Researchers at the University of Virginia review data on reconstructive surgery
A group of researchers from the University of Virginia in the US has explored whether regenerative medicine is the next frontier in facial plastic and reconstructive surgery in a new review article.
Regenerative surgery refers to the process of repairing, engineering or regenerating human cells, tissues or organs to establish normal function by adding therapeutic growth factors and cells, sometimes in addition to tissue-compatible support.
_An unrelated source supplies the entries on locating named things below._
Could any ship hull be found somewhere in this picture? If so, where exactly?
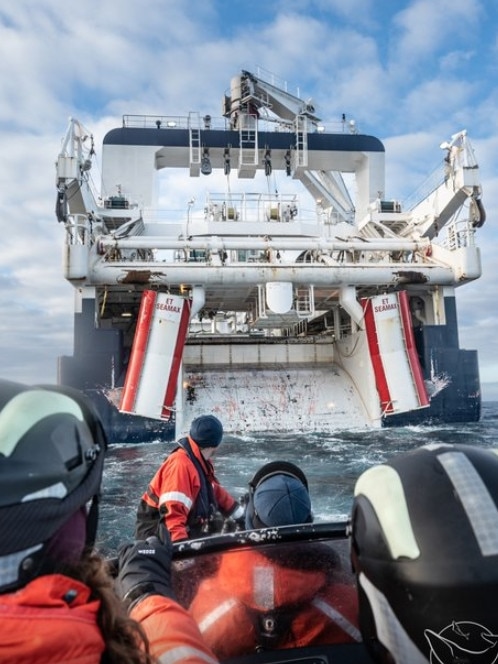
[59,297,481,444]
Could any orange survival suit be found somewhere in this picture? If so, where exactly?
[190,545,361,659]
[135,436,239,542]
[0,574,218,664]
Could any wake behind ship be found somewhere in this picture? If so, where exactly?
[56,71,485,442]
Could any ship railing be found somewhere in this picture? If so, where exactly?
[204,192,300,223]
[401,162,445,210]
[122,112,358,134]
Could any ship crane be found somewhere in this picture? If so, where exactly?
[223,71,320,128]
[56,70,484,441]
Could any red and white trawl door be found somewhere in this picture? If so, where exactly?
[119,290,192,420]
[361,291,429,415]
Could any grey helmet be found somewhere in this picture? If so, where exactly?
[351,444,498,664]
[0,380,107,592]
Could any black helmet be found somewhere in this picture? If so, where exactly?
[351,444,498,664]
[0,380,106,592]
[246,461,313,529]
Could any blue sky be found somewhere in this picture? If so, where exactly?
[0,0,498,399]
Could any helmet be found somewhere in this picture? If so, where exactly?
[351,444,498,664]
[190,415,223,447]
[246,461,313,529]
[0,380,107,592]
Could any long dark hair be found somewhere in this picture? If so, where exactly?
[71,551,157,664]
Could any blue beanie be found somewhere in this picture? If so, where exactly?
[246,474,313,528]
[190,415,223,447]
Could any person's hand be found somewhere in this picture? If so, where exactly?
[115,528,175,610]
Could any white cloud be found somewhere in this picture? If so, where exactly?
[0,0,498,400]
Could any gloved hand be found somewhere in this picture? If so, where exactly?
[115,529,176,611]
[230,501,246,530]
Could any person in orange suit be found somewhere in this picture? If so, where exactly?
[189,461,361,659]
[135,415,244,542]
[0,380,217,664]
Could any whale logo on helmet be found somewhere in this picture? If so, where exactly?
[424,621,498,664]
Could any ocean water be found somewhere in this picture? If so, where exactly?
[98,402,498,555]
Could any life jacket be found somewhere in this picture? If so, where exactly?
[0,574,105,664]
[190,547,361,659]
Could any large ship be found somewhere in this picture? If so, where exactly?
[56,70,485,442]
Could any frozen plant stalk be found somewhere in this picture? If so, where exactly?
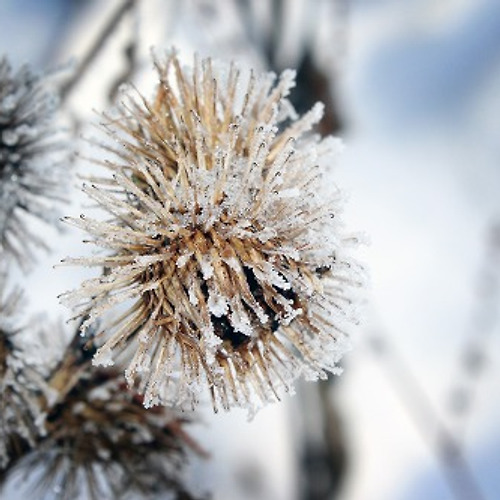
[0,57,63,263]
[62,53,361,411]
[0,276,44,470]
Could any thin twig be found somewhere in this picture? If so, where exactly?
[371,333,484,500]
[61,0,136,100]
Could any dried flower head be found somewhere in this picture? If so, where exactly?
[0,57,66,262]
[63,53,360,410]
[19,342,199,500]
[0,273,44,475]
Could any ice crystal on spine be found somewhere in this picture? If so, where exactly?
[0,57,62,261]
[63,53,359,410]
[0,272,44,468]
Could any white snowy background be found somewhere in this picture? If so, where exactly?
[0,0,500,500]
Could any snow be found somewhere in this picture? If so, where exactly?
[0,0,500,500]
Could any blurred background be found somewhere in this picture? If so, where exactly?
[0,0,500,500]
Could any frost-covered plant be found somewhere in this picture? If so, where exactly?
[62,53,360,410]
[0,57,64,262]
[0,273,45,470]
[19,351,199,500]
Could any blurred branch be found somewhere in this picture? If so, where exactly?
[61,0,137,100]
[451,221,500,442]
[369,333,484,500]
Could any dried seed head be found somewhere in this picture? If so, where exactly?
[0,58,63,264]
[19,362,199,500]
[63,53,361,416]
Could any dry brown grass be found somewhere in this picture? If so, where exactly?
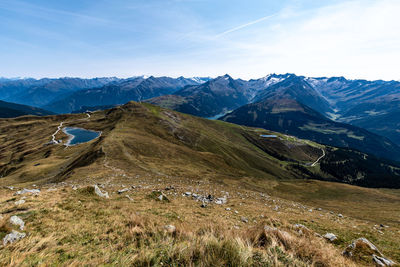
[0,184,362,266]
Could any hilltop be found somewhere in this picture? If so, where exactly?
[0,102,400,266]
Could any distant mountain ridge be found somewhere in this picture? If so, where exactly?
[44,76,206,113]
[0,73,400,160]
[221,98,400,161]
[0,100,54,118]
This can aid people suffering from burns or wounds, for example.
The report’s authors, including Jared Christophel et al, argued that “perhaps the biggest advances in facial plastic and reconstructive surgery in the coming years will be the result of regenerative medicine techniques”. They explained that regenerative medicine is not about rebuilding missing tissue, as commonly referenced in sci-fi, but rather about unlocking the regenerative potential of allografts and flaps, which are the foundation of surgical reconstruction.
Published in JAMA Facial Plastic Surgery, the researchers looked at techniques in regenerative medicine including stem cells, growth factors and synthetic scaffolds, and platelet-rich plasma.
The study’s authors said that in reviewing existing literature, they found that these strategies have produced “very promising results” and that regenerative medicine has the potential to augment conventional treatment options in the facial plastic and reconstructive surgery subspecialty.
They now recommend that the plastic surgery industry focuses on investigating these innovative techniques further, with the hope of improving the outcome of facial plastic and reconstructive surgery without adding to the risk of treatments.
In the report’s conclusion, the authors said: “Regenerative medicine is an exciting field with the potential to change standards of care in FPRS.”